Il est urgent d'agir en faveur des droits fondamentaux des détenus et des conditions de travail équitables pour les agents pénitentiaires, a fait savoir lundi la Ligue des droits de l'homme par voie de communiqué. Elle appelle l’État belge et les syndicats à "reprendre rapidement leurs discussions relatives à la mise sur pied d'un service qui garantit les droits fondamentaux en prison, et ce dans le respect du droit de grève des agents pénitentiaires et des droits fondamentaux des détenus, en vue de trouver un accord sur ce sujet délicat".

"Cet accord permettra enfin à la Belgique de respecter tant ses obligations internationales que les droits des détenus.

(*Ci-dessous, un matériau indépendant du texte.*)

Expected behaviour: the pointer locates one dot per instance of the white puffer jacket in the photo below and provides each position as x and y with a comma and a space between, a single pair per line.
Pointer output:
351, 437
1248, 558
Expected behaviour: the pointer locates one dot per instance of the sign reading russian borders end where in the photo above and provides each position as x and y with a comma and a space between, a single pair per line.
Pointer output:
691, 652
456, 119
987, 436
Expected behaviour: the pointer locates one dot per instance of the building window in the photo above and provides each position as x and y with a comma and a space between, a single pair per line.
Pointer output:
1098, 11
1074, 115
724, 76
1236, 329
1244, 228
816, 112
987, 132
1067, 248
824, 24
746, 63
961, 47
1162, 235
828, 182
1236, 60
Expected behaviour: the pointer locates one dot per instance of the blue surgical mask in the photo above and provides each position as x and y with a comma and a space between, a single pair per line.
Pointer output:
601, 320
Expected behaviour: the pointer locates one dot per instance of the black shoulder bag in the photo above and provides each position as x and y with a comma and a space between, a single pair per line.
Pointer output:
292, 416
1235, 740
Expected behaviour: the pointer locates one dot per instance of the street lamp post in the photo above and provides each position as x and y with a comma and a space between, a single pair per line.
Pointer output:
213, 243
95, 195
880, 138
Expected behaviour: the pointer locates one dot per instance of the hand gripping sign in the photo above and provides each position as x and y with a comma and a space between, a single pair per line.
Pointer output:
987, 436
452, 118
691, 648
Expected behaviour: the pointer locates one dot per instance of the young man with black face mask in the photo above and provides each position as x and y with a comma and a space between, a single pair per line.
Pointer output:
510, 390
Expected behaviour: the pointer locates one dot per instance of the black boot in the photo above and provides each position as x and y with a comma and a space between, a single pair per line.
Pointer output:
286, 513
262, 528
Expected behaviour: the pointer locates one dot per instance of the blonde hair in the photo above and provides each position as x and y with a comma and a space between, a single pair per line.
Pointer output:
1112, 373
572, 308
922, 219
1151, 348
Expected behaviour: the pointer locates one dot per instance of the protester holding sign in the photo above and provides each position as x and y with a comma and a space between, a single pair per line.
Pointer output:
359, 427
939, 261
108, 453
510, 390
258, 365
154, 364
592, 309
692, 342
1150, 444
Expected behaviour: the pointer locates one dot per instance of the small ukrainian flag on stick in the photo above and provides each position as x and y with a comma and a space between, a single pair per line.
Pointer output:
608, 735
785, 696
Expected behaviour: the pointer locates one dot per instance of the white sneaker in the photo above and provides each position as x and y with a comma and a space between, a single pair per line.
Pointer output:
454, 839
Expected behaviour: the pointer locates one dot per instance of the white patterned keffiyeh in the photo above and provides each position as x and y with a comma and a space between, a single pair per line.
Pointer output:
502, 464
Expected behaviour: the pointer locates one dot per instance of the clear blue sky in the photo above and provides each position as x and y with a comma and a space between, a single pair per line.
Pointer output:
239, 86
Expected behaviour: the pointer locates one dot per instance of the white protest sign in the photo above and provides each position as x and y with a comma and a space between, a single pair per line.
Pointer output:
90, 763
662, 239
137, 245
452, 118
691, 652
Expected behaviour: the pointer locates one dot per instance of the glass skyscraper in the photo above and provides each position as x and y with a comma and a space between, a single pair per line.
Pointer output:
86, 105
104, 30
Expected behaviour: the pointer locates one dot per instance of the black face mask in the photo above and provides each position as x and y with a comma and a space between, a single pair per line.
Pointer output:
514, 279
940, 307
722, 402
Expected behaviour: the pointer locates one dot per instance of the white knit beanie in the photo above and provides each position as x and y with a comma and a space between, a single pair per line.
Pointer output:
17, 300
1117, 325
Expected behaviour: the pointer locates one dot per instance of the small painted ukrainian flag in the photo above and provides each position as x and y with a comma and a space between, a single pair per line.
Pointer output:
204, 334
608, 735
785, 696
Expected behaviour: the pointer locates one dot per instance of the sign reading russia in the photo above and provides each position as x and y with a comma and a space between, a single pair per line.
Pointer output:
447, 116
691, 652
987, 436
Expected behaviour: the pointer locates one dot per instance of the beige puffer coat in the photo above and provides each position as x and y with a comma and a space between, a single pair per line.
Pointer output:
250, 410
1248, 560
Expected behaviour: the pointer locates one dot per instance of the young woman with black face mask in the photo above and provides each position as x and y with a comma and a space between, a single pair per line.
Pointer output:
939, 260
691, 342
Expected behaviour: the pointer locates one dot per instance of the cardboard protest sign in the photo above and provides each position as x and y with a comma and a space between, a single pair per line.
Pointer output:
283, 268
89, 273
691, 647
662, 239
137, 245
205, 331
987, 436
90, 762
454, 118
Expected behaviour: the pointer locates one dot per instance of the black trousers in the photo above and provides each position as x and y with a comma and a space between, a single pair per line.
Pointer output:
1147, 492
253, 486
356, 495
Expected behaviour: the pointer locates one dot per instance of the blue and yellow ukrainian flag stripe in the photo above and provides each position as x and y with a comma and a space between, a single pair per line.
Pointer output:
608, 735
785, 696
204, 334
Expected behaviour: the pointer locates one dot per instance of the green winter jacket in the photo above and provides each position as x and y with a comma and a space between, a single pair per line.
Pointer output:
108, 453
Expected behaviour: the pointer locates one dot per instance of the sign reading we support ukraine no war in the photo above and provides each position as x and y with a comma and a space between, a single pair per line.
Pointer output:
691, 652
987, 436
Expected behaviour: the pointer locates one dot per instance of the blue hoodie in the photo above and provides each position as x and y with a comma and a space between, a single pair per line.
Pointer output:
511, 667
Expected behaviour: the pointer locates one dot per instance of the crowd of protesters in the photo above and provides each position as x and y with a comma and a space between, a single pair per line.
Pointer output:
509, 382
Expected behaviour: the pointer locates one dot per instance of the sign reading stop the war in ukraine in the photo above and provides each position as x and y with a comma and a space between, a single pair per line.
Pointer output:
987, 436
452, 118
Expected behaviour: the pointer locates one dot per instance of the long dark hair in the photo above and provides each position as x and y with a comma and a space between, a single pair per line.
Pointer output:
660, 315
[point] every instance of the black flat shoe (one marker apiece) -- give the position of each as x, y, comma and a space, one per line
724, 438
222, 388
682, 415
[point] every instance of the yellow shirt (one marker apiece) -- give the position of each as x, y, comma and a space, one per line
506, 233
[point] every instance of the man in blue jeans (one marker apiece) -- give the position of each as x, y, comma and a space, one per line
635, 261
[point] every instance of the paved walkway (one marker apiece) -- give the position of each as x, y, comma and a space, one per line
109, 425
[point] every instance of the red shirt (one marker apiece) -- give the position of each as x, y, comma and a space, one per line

Ce rappel à l'ordre confirme néanmoins une chose dont l’État belge a parfaitement conscience: il y a urgence", souligne encore la LDH.

Récemment, le Comité européen pour la prévention de la torture et des peines ou traitements inhumains ou dégradants (CPT) et le Médiateur fédéral ont mis en évidence la situation dramatique des détenus lors des grèves d'agents pénitentiaires.

Le comité a constaté qu'en Belgique, "un des problèmes principaux existant en prison (outre la surpopulation chronique) est celui des grèves à répétition des agents pénitentiaires, qui se plaignent - légitimement la plupart du temps - de mauvaises conditions de travail".

"Si le droit de grève des agents est incontestable, il n'en reste pas moins que ces grèves ne sont pas sans conséquences pour les détenus et le respect de leurs droits fondamentaux: pas d'accès aux douches, plus de visites, de promenades dans le préau, de suivi social ou psychologique et pas de transfert vers le palais de justice", dénonce encore la Ligue des droits de l'homme.